Data Analysis and Visualization

The FTIRdataanalysis class provides comprehensive tools for exploratory data analysis, statistical testing, dimensionality reduction, and clustering of preprocessed FTIR spectra.

Overview

After preprocessing your FTIR data with FTIRdataprocessing, use FTIRdataanalysis to:

  • Visualize spectral patterns and trends

  • Perform statistical analysis

  • Reduce dimensionality for visualization

  • Cluster samples based on spectral similarity

  • Prepare data for machine learning

from xpectrass import FTIRdataanalysis

# Initialize with preprocessed data
analysis = FTIRdataanalysis(
    df=processed_df,
    dataset_name="MyDataset",
    label_column="type",
    random_state=42,
    n_jobs=-1
)

Initialization Parameters

FTIRdataanalysis.init()

FTIRdataanalysis(
    df,                      # Preprocessed DataFrame
    dataset_name=None,       # Dataset identifier for plots
    label_column="type",     # Label column name
    sample_id_column="sample_id",  # Sample ID column name
    exclude_columns=None,    # Additional non-spectral columns
    start_wn=None,           # Minimum wavenumber (not yet implemented)
    end_wn=None,             # Maximum wavenumber (not yet implemented)
    drop_region=None,        # Wavenumber region to drop (not yet implemented)
    random_state=None,       # Random seed for reproducibility
    n_jobs=-1                # Parallel processing cores
)

Spectral Visualization

Plot Mean Spectra by Class

Visualize average spectra for each polymer type:

# Plot mean spectra for all classes
analysis.plot_mean_spectra(
    title="Mean Spectra by Type",  # Plot title
    figsize=(16, 12),
    save_plot=False,
    save_path=None
)

Output:

  • Mean spectrum for each class with different colors

  • Optional standard deviation shading

  • Legend showing all polymer types

Plot Overlay of Mean Spectra

Compare mean spectra across classes:

# Overlay all class means
analysis.plot_overlay_spectra(
    title="Mean Spectra overlay",  # Plot title
    figsize=(16, 12),
    save_plot=False,
    save_path=None
)

Plot Spectral Heatmap

Visualize all spectra as a heatmap:

# Create heatmap ordered by class
analysis.plot_heatmap(
    figsize=(16, 12),
    save_plot=False,
    save_path=None
)

Features:

  • Samples as rows, wavenumbers as columns

  • Color intensity represents absorbance

  • Optional hierarchical clustering

  • Class annotations

Plot Coefficient of Variation

Identify variable and stable spectral regions:

# Plot CV by class
analysis.plot_cv(
    title="Spectral Variability by Type",  # Plot title
    figsize=(16, 12),
    save_plot=False,
    save_path=None
)

Interpretation:

  • High CV = high variability (potential noise or real variation)
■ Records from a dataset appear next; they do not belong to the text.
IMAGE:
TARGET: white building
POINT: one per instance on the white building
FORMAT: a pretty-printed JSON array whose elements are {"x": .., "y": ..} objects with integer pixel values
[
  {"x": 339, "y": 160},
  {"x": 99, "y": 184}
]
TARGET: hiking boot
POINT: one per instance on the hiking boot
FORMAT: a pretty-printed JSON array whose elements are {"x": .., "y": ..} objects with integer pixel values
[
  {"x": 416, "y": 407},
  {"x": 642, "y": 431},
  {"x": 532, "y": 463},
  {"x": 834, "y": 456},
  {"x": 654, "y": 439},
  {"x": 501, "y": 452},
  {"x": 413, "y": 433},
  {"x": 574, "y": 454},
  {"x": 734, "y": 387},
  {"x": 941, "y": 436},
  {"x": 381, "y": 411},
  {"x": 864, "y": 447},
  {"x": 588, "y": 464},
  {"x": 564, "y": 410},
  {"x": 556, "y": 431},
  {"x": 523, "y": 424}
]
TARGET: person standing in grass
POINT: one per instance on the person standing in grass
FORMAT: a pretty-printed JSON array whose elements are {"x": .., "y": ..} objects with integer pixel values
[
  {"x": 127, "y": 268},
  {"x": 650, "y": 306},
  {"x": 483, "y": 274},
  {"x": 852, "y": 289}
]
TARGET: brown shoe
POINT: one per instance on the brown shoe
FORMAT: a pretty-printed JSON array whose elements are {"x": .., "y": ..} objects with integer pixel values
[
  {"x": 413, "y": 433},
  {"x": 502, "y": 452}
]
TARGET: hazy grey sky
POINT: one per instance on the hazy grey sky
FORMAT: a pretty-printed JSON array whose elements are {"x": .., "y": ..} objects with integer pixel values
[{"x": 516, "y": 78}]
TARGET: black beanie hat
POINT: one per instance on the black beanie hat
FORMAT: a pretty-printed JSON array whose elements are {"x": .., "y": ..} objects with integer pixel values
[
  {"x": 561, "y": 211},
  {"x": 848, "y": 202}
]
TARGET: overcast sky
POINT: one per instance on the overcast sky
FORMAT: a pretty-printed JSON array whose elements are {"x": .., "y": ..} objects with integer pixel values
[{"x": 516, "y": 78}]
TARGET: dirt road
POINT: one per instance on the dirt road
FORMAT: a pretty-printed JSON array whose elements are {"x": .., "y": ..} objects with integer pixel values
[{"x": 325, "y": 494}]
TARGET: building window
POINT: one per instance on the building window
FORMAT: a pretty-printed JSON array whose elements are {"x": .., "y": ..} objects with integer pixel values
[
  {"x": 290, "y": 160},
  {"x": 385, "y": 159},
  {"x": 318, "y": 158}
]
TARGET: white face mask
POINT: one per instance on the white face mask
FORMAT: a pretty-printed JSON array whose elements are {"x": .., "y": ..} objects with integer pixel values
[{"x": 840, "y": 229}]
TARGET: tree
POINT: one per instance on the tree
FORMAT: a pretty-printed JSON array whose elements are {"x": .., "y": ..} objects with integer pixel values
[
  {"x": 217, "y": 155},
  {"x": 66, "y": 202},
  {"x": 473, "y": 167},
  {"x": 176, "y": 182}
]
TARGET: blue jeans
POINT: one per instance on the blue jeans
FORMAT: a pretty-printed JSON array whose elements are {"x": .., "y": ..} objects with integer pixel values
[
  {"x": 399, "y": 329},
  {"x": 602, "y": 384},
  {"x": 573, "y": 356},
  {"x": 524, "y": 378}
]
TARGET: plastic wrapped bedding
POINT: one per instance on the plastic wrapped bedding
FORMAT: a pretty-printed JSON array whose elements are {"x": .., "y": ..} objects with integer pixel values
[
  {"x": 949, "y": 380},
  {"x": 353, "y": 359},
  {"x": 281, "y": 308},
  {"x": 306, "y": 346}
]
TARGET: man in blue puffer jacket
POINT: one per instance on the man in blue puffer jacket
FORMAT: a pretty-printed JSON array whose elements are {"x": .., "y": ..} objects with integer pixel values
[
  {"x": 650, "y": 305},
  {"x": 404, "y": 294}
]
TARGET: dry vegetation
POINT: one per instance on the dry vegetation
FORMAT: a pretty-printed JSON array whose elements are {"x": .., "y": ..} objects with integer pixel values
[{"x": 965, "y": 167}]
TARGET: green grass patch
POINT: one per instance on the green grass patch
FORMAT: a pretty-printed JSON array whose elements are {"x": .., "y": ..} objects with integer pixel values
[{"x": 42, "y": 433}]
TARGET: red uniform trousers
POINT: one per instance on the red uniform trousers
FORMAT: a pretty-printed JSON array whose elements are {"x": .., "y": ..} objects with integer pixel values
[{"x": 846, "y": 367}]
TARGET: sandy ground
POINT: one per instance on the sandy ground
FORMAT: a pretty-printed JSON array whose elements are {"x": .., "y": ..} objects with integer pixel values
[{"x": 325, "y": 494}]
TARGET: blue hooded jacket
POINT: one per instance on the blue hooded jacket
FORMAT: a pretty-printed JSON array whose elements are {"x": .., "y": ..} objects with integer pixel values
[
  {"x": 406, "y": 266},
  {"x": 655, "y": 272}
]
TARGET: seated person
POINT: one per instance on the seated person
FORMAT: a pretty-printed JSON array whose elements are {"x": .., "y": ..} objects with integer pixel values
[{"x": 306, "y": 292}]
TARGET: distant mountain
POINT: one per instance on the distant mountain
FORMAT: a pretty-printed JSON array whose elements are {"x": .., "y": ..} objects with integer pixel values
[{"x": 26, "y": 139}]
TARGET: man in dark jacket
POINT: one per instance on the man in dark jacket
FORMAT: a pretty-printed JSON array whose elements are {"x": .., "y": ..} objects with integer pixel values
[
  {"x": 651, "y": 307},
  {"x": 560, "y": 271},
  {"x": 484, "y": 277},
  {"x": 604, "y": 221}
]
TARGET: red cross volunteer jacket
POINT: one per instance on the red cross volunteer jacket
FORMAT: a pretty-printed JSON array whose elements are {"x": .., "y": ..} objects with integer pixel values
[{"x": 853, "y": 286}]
  • Low CV = stable peaks (good for classification)

Statistical Analysis

ANOVA Analysis

Test for significant differences between classes:

# Perform ANOVA at each wavenumber
analysis.perform_anova(
    figsize=(16, 12),
    save_plot=False,
    save_path=None
)

Plot shows:

  • -log10(p-value) across spectrum

  • Significance threshold line

  • Regions where classes differ significantly

Correlation Matrix

Visualize correlations between wavenumbers:

# Plot correlation matrix
analysis.plot_correlation(
    figsize=(16, 12),
    save_plot=False,
    save_path=None
)

Use cases:

  • Identify correlated spectral regions

  • Detect redundancy in features

  • Guide feature selection

Dimensionality Reduction

Principal Component Analysis (PCA)

# Perform PCA
analysis.plot_pca(
    standardize=True,        # Standardize features before PCA
    handle_missing="zero",   # How to handle missing values
    figsize=(16, 12),
    save_plot=False,
    save_path=None
)

Plots generated:

  1. 2D scatter: PC1 vs PC2 colored by class

  2. Explained variance plot: Variance explained by each component

Interpretation:

  • Well-separated clusters = good class discrimination

  • Explained variance indicates information retention

t-SNE (t-Distributed Stochastic Neighbor Embedding)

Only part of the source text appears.